I used a patrolwoman to call Nightingale’s home and find out where he was. I didn’t want him prepared for the interview; nor did I want him coming to the department with an attorney. The patrolwoman told the cousin or half sister, Emmeline Nightingale, that she wanted to contact Mr. Jimmy about a contribution to the Louisiana Police Benevolent Association, for which she actually solicited funds.
I headed for his office in Morgan City. It was located not far from the big bridge that spanned the Atchafalaya River, with a view to the south of the shrimp boats at the docks and miles of emerald-green marshland and islands of gum and willow trees.
Jimmy was reading the newspaper, with one leg propped across the corner of his desk, when the secretary escorted me into his inner office. He put aside his newspaper and grinned as though God were in His heaven and all was right with the world. “My favorite flatfoot.”

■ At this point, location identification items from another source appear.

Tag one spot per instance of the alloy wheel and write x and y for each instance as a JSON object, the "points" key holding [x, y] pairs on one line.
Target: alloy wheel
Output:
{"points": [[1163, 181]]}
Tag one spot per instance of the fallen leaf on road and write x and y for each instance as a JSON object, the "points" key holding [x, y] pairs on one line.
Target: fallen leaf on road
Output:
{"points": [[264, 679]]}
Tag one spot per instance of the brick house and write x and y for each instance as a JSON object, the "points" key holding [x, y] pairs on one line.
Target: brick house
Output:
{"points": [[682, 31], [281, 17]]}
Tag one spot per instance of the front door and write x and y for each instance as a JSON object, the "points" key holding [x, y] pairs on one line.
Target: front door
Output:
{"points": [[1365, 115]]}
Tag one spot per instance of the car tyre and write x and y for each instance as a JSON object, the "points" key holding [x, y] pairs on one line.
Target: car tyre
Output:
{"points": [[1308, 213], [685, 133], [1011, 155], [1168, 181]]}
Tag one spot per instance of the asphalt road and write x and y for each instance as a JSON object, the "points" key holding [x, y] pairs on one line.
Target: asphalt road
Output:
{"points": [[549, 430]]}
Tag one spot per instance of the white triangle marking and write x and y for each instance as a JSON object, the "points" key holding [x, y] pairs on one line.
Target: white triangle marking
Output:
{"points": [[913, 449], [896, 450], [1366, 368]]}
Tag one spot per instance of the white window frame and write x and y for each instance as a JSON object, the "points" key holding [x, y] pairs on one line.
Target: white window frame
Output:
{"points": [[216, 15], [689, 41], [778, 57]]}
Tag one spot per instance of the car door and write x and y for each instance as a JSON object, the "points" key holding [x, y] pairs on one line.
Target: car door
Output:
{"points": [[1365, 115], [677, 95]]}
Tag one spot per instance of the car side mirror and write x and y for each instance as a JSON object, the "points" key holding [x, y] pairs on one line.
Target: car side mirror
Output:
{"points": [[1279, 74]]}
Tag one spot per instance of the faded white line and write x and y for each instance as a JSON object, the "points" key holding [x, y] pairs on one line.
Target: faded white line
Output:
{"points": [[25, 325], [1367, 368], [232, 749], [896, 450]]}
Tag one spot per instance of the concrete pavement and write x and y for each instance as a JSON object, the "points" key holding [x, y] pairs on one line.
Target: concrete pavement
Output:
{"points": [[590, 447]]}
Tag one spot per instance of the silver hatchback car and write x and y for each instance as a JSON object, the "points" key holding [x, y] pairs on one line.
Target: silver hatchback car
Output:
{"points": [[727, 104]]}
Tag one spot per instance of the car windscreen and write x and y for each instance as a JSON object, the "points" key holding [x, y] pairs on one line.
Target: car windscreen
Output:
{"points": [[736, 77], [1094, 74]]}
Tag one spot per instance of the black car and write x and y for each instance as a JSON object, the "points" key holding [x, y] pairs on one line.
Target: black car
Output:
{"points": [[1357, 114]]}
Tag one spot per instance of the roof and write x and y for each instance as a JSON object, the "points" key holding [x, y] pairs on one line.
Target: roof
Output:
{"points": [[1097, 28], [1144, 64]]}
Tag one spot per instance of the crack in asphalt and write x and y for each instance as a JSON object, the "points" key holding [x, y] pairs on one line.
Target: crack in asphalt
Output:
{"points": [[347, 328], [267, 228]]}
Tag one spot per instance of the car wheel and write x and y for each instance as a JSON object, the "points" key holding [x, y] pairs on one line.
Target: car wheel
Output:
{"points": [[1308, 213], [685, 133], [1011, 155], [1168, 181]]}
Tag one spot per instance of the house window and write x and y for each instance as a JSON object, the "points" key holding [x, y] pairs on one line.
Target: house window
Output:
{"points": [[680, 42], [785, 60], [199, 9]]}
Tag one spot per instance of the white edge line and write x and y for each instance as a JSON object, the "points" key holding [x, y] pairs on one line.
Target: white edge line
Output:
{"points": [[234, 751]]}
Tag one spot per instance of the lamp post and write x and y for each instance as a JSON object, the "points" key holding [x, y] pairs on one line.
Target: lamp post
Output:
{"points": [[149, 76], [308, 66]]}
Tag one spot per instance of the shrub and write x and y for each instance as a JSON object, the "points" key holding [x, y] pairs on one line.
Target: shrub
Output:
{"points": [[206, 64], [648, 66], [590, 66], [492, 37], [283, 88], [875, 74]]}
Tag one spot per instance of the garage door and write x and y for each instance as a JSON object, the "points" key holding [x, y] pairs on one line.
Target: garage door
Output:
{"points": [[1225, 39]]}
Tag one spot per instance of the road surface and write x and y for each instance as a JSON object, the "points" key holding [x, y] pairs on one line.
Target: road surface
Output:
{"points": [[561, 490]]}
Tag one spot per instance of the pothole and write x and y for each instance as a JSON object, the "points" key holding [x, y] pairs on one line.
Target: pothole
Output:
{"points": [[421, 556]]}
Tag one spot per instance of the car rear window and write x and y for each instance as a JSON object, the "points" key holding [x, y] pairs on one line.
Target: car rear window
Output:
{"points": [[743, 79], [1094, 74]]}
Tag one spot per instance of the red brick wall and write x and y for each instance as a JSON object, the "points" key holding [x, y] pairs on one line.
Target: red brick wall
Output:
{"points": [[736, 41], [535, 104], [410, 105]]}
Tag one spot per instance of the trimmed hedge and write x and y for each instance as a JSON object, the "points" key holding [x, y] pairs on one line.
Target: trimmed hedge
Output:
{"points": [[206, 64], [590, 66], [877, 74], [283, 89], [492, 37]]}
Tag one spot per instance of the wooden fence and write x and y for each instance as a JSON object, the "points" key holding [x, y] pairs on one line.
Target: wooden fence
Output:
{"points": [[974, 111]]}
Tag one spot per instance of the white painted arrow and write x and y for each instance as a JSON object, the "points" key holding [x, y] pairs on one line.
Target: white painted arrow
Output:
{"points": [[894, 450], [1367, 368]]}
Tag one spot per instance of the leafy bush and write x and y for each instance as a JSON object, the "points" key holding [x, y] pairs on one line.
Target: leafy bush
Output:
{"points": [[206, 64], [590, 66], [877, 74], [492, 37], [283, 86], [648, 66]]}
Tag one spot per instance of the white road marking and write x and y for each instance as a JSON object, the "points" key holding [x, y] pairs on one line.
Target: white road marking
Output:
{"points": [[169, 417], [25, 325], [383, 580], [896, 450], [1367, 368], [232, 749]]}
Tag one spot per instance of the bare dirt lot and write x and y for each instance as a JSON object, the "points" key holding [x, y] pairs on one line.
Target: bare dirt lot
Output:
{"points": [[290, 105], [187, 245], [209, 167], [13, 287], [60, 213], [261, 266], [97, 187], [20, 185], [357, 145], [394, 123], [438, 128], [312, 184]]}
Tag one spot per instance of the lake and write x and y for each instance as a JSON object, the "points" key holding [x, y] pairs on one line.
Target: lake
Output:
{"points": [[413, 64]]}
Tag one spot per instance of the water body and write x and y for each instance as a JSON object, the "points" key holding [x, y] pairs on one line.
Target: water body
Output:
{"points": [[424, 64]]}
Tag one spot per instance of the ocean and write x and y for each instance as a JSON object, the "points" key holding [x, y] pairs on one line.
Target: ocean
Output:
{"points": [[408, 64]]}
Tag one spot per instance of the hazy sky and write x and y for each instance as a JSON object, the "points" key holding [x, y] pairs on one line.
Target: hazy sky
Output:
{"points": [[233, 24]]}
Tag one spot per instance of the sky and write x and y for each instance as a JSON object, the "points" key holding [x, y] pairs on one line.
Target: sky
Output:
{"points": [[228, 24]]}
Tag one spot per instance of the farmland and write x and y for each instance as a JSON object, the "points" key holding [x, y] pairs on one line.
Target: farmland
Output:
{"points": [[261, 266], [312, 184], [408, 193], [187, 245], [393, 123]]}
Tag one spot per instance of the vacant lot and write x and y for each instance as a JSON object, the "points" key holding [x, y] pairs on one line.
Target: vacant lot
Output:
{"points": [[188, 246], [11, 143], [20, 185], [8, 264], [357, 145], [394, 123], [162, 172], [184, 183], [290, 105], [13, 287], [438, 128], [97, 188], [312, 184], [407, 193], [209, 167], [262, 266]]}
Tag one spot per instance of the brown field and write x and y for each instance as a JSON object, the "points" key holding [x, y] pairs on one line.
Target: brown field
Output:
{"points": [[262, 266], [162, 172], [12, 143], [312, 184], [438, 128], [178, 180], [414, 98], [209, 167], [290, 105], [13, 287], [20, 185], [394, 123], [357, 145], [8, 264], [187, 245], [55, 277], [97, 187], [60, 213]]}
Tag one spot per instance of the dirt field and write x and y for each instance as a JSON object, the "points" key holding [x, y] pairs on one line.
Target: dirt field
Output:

I sat down. “I’m going to turn on my recorder. Okay?”
“What for?”
“Sometimes I can’t read my own handwriting.”
“You’ve lost me.”
“Rowena Broussard dropped a heavy dime on you, Jimmy. Rape, assault and battery, sodomy, maybe false imprisonment.”
“The heck you say.”
“She says y’all had some drinks and ended up on your boat at Cypremort Point.”
“That’s right. But that’s all there was to it.”
“You didn’t attack her?”
“Attack her? I didn’t do anything.”
“You didn’t have consensual sex?”
“I showed her my boat. That woman is nuts, Dave. I was pretty plowed myself. She could have put my lights out.”
“She’s pretty convincing.”
“Send her out to Hollywood. She deserves an Academy Award. I can’t believe this.”
I couldn’t, either, but for other reasons. In most rape cases, the accused immediately claims the act was done with consent. The issue then devolves into various claims about intoxication and the use of narcotics and muscle relaxants, or inability on the victim’s part to show sound judgment. I had never caught a sexual assault case involving adults in which the accused claimed to have done absolutely nothing.
Jimmy put a mint into his mouth and looked at me, never blinking. If you have dealt with liars, even pathological ones who pass polygraph tests, you know the signs to look for. The liar blinks just before the end of the lie, or he keeps his eyelids stitched to his brow. He folds his arms on his chest, subconsciously concealing his deception. The voice becomes warm, a bit saccharine; sometimes there’s an ethereal glow in the face. He repeats his statements unnecessarily and peppers his speech with adverbs and hyperbole. The first-person pronouns “I,” “me,” “mine,” and “myself” dominate his rhetoric.